Especialistas destacan que, aunque representa una fuente clave de recaudación provincial, también es uno de los tributos más distorsivos desde el punto de vista económico.
Los ocho impuestos más nocivos
El informe enumera los tributos que mayor presión ejercen sobre las pymes:
* Ingresos Brutos (provincias).
* Impuesto al Cheque (débitos y créditos bancarios).
* Tasas municipales vinculadas a seguridad e higiene.
* IVA, especialmente por demoras en recupero de créditos fiscales.

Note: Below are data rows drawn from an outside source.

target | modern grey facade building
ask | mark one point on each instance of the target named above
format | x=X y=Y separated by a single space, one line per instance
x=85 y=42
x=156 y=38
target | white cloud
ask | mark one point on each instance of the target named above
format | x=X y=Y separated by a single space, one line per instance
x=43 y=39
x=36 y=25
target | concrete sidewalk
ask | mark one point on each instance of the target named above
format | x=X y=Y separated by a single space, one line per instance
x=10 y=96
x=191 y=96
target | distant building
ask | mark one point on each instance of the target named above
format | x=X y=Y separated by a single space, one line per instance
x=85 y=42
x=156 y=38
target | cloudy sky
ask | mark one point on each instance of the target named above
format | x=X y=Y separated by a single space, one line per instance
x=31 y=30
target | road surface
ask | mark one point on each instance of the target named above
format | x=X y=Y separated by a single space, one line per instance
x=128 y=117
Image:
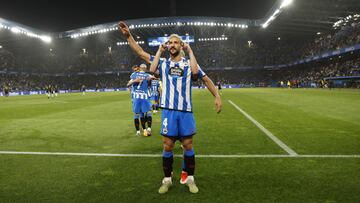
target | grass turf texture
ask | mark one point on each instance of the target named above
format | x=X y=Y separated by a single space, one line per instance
x=309 y=121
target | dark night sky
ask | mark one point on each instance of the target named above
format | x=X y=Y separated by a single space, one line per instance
x=62 y=15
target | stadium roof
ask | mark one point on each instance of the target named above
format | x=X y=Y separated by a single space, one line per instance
x=299 y=17
x=312 y=16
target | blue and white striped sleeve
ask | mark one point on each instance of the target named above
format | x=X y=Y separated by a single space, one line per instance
x=201 y=73
x=160 y=63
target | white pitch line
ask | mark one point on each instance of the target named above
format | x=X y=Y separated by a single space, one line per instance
x=266 y=131
x=224 y=156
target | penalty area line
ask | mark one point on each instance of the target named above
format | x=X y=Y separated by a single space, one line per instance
x=221 y=156
x=266 y=131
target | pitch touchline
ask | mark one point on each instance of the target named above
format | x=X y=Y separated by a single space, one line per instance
x=159 y=155
x=266 y=131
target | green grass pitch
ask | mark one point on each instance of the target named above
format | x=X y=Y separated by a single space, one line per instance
x=309 y=121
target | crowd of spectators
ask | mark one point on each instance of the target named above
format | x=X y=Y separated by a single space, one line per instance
x=240 y=62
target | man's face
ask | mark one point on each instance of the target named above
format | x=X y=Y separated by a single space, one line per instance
x=174 y=46
x=136 y=69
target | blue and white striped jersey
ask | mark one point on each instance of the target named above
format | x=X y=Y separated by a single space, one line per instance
x=140 y=90
x=155 y=86
x=176 y=81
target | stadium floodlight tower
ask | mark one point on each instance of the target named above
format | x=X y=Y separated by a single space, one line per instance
x=284 y=4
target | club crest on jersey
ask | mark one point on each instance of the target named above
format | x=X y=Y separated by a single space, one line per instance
x=176 y=71
x=165 y=131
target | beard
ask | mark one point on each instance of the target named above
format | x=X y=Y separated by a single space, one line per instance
x=174 y=53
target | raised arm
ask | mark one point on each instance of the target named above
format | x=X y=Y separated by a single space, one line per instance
x=137 y=80
x=133 y=45
x=193 y=63
x=211 y=87
x=155 y=63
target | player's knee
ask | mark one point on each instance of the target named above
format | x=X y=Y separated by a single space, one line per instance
x=136 y=116
x=187 y=144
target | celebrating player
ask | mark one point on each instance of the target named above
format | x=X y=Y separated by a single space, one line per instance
x=139 y=83
x=178 y=121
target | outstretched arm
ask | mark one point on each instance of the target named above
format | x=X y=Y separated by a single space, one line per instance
x=155 y=63
x=211 y=87
x=134 y=46
x=137 y=80
x=193 y=63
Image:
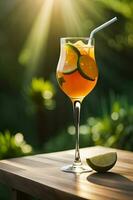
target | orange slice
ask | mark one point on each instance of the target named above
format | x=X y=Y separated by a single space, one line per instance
x=71 y=59
x=87 y=67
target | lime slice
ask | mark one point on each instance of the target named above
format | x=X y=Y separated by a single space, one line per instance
x=71 y=59
x=87 y=67
x=103 y=162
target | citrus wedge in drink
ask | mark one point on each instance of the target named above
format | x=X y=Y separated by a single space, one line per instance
x=87 y=67
x=71 y=59
x=103 y=162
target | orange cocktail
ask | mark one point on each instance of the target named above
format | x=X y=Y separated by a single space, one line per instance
x=77 y=75
x=77 y=71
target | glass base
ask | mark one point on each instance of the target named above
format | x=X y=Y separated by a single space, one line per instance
x=76 y=169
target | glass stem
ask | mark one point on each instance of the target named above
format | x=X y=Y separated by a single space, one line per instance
x=76 y=111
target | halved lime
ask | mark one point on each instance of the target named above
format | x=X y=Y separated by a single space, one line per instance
x=71 y=58
x=87 y=67
x=103 y=162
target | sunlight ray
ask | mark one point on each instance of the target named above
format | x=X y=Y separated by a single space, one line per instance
x=72 y=19
x=37 y=39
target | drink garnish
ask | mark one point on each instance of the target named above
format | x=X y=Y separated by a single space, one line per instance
x=61 y=80
x=87 y=67
x=103 y=162
x=71 y=59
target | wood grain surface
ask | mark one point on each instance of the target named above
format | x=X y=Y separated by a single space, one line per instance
x=40 y=176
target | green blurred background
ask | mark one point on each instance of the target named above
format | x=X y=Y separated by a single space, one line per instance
x=35 y=116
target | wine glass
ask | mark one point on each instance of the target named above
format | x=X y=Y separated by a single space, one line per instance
x=77 y=75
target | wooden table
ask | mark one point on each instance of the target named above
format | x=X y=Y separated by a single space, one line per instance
x=40 y=176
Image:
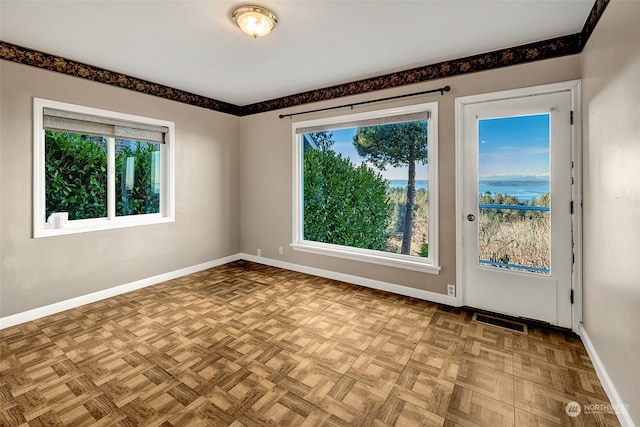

* Aportes y contribuciones laborales.
* Derechos de exportación en sectores productivos.
* Impuesto a las Ganancias con anticipos elevados.
* Percepciones y retenciones impositivas múltiples.
Según el estudio, la combinación de estos gravámenes genera una carga administrativa y financiera significativa, especialmente para empresas pequeñas con menor capacidad de planificación fiscal.
Impacto sobre inversión y empleo
Las pymes representan más del 70% del empleo privado formal en Argentina, por lo que el peso tributario tiene efectos directos sobre la actividad económica.
Entre los principales problemas señalados aparecen:
* Falta de previsibilidad tributaria.
* Superposición de impuestos nacionales, provinciales y municipales.
* Costos financieros derivados de saldos fiscales a favor.
* Menor capacidad para invertir o ampliar producción.
El informe advierte que muchas empresas terminan financiando al Estado a través de percepciones anticipadas que luego tardan meses en recuperarse.
Debate abierto sobre reforma tributaria
El diagnóstico vuelve a instalar la discusión sobre una reforma impositiva integral orientada a simplificar tributos y reducir distorsiones sin comprometer la recaudación fiscal.
Economistas y cámaras empresarias coinciden en que el desafío consiste en migrar hacia impuestos menos acumulativos y más vinculados a la rentabilidad efectiva, algo que permitiría mejorar la competitividad y formalización del sector productivo.
Mientras tanto, las pymes continúan operando dentro de un esquema tributario considerado entre los más complejos de la región, con impacto directo en precios, exportaciones y generación de empleo.